We're told that a bag contains 3 red, 4 black and 2 white balls. We're asked for the probability of drawing a red and a white ball in two successive draws, while replacing each ball after it is drawn.

The prompt does NOT state that the red ball has to be drawn first, so there are two options that we have to consider: red first, white second and white first, red second.

The probability of pulling a red first and a white second (with replacement) = (3/9)(2/9) = 6/81
The probability of pulling a while first and a red second (with replacement) = (2/9)(3/9) = 6/81
The total probability of pulling a red and white ball is 6/81 + 6/81 = 12/81 = 4/27

Final Answer: D

GMAT assassins aren't born, they're made,
Rich

[Scott@TargetTestPrep]

A bag contains 3 red, 4 black and 2 white balls. What is the probability of drawing a red and a white ball in two successive draws, each ball being put back after it is drawn?

(A) 2/27
(B) 1/9
(C) 1/3
(D) 4/27
(E) 2/9
OA is d
what is wrong with option D here? can anyone help me out?
Thanks

There are 9 balls in the bag, so the probability of drawing a red ball is P(Red) = 3/9 = 1/3, and the probability of drawing a white ball is P(White) = 2/9. We will draw two balls, replacing each ball after it is drawn.

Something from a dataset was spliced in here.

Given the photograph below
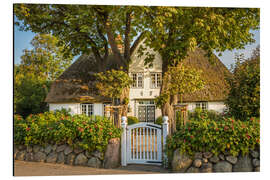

The probability of drawing a red ball first and then a white ball is: P(Red) x P(White) = 1/3 x 2/9 = 2/27. But we can also draw a white ball first and then a red ball: P(White) x P(Red) = 2/9 x 1/3= 2/27. Either of these outcomes satisfies our outcome of interest, and so we add the two probabilities: 2/27 + 2/27 = 4/27.

Answer: D